Perhaps, though, along with the zestful mud-slingarama, we should consider whether anyone comes out looking a little better. Maybe Hank Paulson and Ben Bernanke weren't so far off the mark. With what we now know about Lehman's true financial condition, we can see that a bailout would have been much more expensive than it seemed at the time Lehman collapsed. Outrage over bailing out undeserving Wall Street executives would have been all the more magnified if the shameless gamblers at Lehman had received the munificence of taxpayers. The chattering classes would have fulminated about immoral levels of moral hazard and the witlessness of the government allowing potential wrongdoers (top executives, board members and auditors) to live to fail another day.
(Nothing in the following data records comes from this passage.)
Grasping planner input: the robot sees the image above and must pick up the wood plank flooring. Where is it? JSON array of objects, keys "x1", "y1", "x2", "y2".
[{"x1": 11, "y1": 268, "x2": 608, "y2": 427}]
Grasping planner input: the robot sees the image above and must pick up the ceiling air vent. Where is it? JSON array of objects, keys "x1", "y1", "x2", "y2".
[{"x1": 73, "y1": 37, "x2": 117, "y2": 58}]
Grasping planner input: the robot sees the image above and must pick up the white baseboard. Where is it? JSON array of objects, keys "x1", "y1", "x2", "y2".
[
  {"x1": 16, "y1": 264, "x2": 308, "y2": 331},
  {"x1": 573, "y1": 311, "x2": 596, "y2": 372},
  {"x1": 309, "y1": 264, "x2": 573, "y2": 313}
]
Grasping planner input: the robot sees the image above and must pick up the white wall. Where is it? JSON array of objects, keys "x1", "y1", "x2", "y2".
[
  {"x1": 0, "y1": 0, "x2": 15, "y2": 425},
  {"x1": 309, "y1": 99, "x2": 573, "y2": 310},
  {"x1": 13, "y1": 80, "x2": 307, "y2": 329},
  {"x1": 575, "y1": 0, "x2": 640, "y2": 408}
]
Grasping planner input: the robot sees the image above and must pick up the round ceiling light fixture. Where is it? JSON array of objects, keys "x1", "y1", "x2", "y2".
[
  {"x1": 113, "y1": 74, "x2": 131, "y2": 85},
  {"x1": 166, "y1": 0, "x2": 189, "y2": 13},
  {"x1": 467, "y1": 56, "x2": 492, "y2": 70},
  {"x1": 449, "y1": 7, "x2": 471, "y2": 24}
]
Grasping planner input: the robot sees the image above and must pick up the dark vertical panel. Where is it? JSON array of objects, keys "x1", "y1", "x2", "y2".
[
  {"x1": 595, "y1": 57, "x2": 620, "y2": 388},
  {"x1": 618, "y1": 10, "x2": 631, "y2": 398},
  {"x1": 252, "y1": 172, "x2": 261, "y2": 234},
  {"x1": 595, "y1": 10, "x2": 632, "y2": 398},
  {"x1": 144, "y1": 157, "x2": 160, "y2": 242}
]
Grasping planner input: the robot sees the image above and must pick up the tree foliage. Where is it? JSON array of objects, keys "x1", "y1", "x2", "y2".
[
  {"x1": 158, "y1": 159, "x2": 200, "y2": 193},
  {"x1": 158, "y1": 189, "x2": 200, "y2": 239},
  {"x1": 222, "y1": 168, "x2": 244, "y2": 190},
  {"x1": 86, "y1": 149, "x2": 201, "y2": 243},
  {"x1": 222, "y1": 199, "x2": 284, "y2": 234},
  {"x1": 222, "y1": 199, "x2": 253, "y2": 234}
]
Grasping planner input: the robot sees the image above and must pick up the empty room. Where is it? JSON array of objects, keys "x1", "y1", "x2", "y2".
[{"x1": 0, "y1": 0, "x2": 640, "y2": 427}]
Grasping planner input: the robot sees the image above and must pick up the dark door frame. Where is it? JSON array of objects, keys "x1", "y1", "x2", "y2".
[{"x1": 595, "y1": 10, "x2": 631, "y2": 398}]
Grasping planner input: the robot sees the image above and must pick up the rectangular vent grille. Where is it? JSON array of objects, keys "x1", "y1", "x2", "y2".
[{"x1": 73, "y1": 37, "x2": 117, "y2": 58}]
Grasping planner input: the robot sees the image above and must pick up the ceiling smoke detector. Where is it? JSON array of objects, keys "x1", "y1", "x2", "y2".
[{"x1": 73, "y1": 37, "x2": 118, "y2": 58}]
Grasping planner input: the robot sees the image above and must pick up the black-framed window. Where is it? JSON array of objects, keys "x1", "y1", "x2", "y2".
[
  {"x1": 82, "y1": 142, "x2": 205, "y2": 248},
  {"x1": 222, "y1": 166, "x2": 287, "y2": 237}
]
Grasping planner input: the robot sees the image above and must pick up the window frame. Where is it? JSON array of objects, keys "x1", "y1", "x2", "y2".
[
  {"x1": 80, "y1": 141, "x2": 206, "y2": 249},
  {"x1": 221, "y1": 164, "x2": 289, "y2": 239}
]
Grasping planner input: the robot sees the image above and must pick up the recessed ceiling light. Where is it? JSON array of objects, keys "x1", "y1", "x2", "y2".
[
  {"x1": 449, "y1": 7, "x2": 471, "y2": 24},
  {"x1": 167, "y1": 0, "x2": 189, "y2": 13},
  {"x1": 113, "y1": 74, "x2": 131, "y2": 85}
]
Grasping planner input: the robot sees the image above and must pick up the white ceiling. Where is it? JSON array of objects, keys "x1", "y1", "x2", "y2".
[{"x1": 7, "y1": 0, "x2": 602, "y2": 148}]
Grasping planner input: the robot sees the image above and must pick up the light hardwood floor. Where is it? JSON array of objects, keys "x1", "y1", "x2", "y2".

It doesn't necessarily follow that a Lehman bailout would have precluded the need to bail out AIG. Perhaps, a bailout would have encouraged AIG to extend its leverage even more in the hope of trading its way out of trouble, like the losing gambler who goes in for a dollar after losing a dime. That strategy could have easily led to mega-disaster in the volatile markets of 2008. Then the taxpayers would have been taken to the cleaners even more than they were.
Did Hank Paulson have an inkling of what Lehman was up to? After all, he would have had access to the top levels of Wall Street, and it's quite possible that others on the Street sensed, if not knew, what was going on at Lehman. Did Chairman Bernanke field enough phone calls from Wall Street execs to get the picture? We may never know for sure everything that Paulson and Bernanke knew, heard, sniffed out or suspected. But, in the interest of Monday morning quarterbacking government officials fairly, let us consider that their decision not to extend the generosity of taxpayers to a bunch of rascals really wasn't all that bad. Indeed, had Lehman not gone into bankruptcy, we wouldn't have the comprehensive examiner's report to provide a better picture of how inept risk management in the financial system has been, and why financial regulatory reform, still stalled in Congress, remains desperately needed.